117223-132

Neurocognitive function (NCF) outcomes in patients with glioblastoma (GBM) enrolled in RTOG 0825.

Subcategory: 
Category: 
Central Nervous System Tumors
Session Type and Session Title: 
Oral Abstract Session, Central Nervous System Tumors
Abstract Number: 

2004

Citation: 

J Clin Oncol 31, 2013 (suppl; abstr 2004)

Author(s): 

Jeffrey Scott Wefel, Stephanie L. Pugh, Terri S. Armstrong, Mark R. Gilbert, Minhee Won, Merideth M Wendland, David Brachman, Ritsuko Komaki, Ian R. Crocker, H. Ian Robins, R. Jeffrey Lee, Minesh P. Mehta; The University of Texas M.D. Anderson Cancer Center, Houston, TX; Radiation Therapy Oncology Group, Philadelphia, PA; University of Texas Health Science Center School of Nursing, Houston, TX; The University of Texas MD Anderson Cancer Center, Houston, TX; Willamette Valley Cancer Institute, Eugene, OR; Arizona Oncology Services Foundation, Phoenix, AZ; Department of Radiation Oncology, Emory University, Atlanta, GA; University of Wisconsin Hospitals and Clinics, Madison, WI; Intermtn Medcl Ctr, Salt Lake City, UT; Northwestern Memorial Hospital, Chicago, IL


Abstracts that were granted an exception in accordance with ASCO's Conflict of Interest Policy are designated with a caret symbol (^).

Abstract Disclosures

Abstract: 

Background: RTOG 0825 evaluated overall survival (OS) and progression-free survival (PFS) differences in patients with newly diagnosed GBM treated with standard chemoradiation, maintenance temozolomide and placebo (Arm 1) or bevacizumab (Arm 2). While OS was equivalent, PFS was longer in Arm 2. Longitudinal NCF testing was performed to evaluate clinical benefit. Methods: NCF was evaluatedat baseline and while on study and progression free with the Hopkins Verbal Learning Test-Revised (HVLT-R), Trail Making Test (TMT) and Controlled Oral Word Association (COWA). Change in NCF from baseline was categorized using the reliable change index. Differences between treatment arms were compared at follow-up evaluations. Additionally, baseline (B) and early changes (EC) (B to week 10) in NCF were examined as prognostic factors. Results: 542 patients consented and 507 randomized patients participated, with test completion rates at weeks 0 (B), 10, 22, and 34 of 94-97, 69-73, 59-64, and 53-58%, respectively. Mean test performance at B was equivalent between arms and ranged from -0.8 to -4.8 SDs below healthy population norms with global NCF on a composite variable at -2.0 SDs. There were no statistically significant between arm differences in frequency of improvement through week 34. Decline on COWA (verbal measure of executive function) at week 34 relative to baseline was more common (16.1 vs 5.7%) in patients in Arm 1 (p<0.05); whereas, there were trends for more decline in Arm 2 on a visuomotor measure of executive function (TMT B, p< 0.06; 22.2 vs 35.4%).

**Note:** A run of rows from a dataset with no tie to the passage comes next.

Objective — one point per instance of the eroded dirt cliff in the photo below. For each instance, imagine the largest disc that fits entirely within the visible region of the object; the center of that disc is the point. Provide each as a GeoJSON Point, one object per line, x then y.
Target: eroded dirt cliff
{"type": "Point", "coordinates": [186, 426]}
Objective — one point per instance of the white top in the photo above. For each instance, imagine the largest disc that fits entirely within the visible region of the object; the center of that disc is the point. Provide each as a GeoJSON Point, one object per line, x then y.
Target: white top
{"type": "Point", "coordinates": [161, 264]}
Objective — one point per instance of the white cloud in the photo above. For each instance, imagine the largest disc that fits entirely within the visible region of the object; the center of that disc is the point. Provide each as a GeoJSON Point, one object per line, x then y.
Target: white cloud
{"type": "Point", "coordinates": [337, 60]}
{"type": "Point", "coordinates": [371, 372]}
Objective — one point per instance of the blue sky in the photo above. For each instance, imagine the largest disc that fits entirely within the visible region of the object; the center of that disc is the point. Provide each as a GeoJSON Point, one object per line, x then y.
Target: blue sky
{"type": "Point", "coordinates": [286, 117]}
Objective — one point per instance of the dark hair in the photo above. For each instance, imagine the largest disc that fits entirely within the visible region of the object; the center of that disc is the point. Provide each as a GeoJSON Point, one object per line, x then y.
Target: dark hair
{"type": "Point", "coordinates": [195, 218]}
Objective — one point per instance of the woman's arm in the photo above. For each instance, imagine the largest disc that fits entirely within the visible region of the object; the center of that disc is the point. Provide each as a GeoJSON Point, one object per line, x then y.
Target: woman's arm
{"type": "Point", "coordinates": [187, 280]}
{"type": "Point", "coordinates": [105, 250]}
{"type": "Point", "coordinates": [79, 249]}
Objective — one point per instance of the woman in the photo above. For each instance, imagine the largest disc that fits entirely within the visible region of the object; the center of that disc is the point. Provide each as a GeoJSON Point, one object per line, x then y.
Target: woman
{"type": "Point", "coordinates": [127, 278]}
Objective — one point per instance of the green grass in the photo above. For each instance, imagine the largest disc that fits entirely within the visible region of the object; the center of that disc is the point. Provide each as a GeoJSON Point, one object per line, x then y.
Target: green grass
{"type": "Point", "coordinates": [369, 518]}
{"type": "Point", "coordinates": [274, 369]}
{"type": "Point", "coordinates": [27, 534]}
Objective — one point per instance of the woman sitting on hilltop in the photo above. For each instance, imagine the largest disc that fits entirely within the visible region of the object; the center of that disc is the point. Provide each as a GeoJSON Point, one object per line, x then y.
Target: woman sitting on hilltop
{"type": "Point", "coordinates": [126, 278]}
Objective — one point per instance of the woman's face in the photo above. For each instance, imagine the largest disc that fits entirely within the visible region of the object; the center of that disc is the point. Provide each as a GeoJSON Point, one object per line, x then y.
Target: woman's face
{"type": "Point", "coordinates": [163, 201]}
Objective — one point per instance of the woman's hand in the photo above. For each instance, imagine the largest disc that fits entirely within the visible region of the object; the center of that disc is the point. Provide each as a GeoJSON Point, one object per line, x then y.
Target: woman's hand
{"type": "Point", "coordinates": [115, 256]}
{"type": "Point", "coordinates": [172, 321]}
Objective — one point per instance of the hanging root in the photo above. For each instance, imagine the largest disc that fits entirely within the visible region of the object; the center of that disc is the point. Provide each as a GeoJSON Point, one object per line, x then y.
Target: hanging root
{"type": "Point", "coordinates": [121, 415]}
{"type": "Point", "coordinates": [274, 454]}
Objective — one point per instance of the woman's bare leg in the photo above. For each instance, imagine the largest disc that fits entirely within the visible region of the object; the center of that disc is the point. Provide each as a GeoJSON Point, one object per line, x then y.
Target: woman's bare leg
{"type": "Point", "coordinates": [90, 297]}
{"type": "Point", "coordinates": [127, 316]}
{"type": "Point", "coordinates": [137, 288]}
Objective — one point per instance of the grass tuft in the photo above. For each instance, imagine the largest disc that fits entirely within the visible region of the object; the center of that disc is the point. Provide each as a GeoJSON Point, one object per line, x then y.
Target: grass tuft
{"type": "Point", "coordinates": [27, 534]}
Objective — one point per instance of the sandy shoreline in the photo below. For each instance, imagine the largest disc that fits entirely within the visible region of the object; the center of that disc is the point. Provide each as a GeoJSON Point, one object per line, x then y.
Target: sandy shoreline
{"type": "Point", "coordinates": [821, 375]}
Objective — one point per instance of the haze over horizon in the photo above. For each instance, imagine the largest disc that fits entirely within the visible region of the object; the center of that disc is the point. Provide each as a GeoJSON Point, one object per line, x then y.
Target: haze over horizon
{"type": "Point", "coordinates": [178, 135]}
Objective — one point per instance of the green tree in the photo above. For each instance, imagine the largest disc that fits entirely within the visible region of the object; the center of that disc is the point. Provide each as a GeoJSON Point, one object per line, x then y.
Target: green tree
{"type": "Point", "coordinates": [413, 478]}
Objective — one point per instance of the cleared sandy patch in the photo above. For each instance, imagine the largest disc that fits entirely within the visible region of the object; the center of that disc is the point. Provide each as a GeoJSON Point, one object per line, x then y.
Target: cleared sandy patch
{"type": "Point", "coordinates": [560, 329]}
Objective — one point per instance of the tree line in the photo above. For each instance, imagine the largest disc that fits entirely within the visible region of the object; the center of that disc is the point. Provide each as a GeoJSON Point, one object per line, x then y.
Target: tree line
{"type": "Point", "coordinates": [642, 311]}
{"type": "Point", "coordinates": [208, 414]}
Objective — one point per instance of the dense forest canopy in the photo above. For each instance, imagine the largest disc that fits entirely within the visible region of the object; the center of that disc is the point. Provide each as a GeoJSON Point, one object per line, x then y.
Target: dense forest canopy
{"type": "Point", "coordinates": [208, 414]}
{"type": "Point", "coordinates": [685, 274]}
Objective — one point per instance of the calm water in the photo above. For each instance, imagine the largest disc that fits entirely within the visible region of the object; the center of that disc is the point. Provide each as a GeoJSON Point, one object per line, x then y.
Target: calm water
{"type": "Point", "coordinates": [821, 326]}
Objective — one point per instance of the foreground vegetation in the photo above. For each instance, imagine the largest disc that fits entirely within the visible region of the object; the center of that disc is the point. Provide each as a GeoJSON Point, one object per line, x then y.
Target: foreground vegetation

B performance and EC in global NCF, memory, executive function and processing speed were prognostic for OS. At B, global NCF was prognostic for PFS. EC in global NCF, memory and executive function were prognostic for PFS. Conclusions: There was a statistically significant difference in the frequency of decline on a verbal test of executive function at week 34 favoring Arm 2. However, this was not found at earlier time points and was not found on a visuomotor test of executive function. B and EC in NCF were prognostic for OS and PFS. Longitudinal modeling is ongoing to further evaluate the impact of treatment on patients’ NCF. Support: U10 CA21661, U10 CA37422 and Genentech, Inc. Clinical trial information: NCI-2009-01670.